Urinary matrix metalloproteinase activity in diabetic kidney disease: a potential marker of disease progression
- PMID: 22949917
- PMCID: PMC3433015
- DOI: 10.1159/000339645
Urinary matrix metalloproteinase activity in diabetic kidney disease: a potential marker of disease progression
Abstract
Background: Progressive kidney fibrosis, associated with chronic kidney disease (CKD), results from an imbalance in extracellular matrix (ECM) homeostasis. Reduced matrix metalloproteinases (MMP) activity causing lower clearance of ECM proteins has been implicated mainly through an overproduction of tissue inhibitors of metalloproteinases (TIMP), but also by reduced MMP synthesis. We tested the hypothesis that MMP activity can be measured in human urine and can be used as a potential biomarker of the progression of diabetic kidney disease (DKD).

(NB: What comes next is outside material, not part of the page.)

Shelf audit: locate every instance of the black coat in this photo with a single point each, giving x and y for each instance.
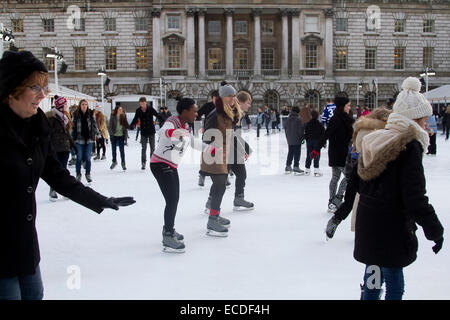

Methods: An observational prospective study was performed on 102 DKD patients using 21 diabetic patients without kidney disease and 21 healthy volunteers as controls. The Molecular Probes EnzChek Gelatinase/Collagenase Assay Kit were used to determine urinary MMP activity using DQ™ Gelatin (total MMPs), DQ™ Collagen I (interstitial collagenases) and DQ™ Collagen IV (gelatinises) substrates. A broad-spectrum synthetic inhibitor of all MMP, 1,10-phenanthroline, was used to confirm that the proteolytic activity is due to MMP activity. All MMP values were expressed per unit of urine creatinine.
Results: Overall urinary MMP activity (DQ Gelatin substrate) was significantly elevated in DKD patients (14.76 ± 3.65 Δ fl/h/mmol creatinine) compared to diabetes mellitus controls (7.09 ± 2.12 Δ fl/h/mmol creatinine) and healthy volunteers (1.87 ± 0.74 Δ fl/h/mmol creatinine) (ANOVA p = 0.01). Within the DKD cohort, there was an approximate threefold higher urinary MMP activity in nonprogressive DKD patients compared to those with progressive disease (p = 0.002). The urinary MMP activity:creatinine ratio was significantly higher in normoalbuminuric and microalbuminuric DKD compared to macroalbuminuric DKD. Positive correlations were observed between the rate of total MMP activity and interstitial collagenases (r = 0.75, p < 0.0001) and gelatinases (r = 0.59, p = 0.0001). The accuracy of MMP activity to predict the rate of annual eGFR decline (ROC analysis) was 77% compared to 64% for albuminuria.
Conclusions: Total MMP activity can be easily measured in human urine. Surprisingly and in contrast to MMP activity in the kidney, urine MMP activity is elevated in DKD. However, there is a significantly lower MMP activity in patients with progressive DKD. ROC analysis demonstrates that single urine MMP activity estimation is superior to albuminuria in predicting DKD patients with progressive disease.
Keywords: Albuminuria; Diabetic kidney disease progression; End-stage renal disease; Gelatinases; Interstitial collagenases; Matrix metalloproteinases activity; Type 2 diabetes mellitus.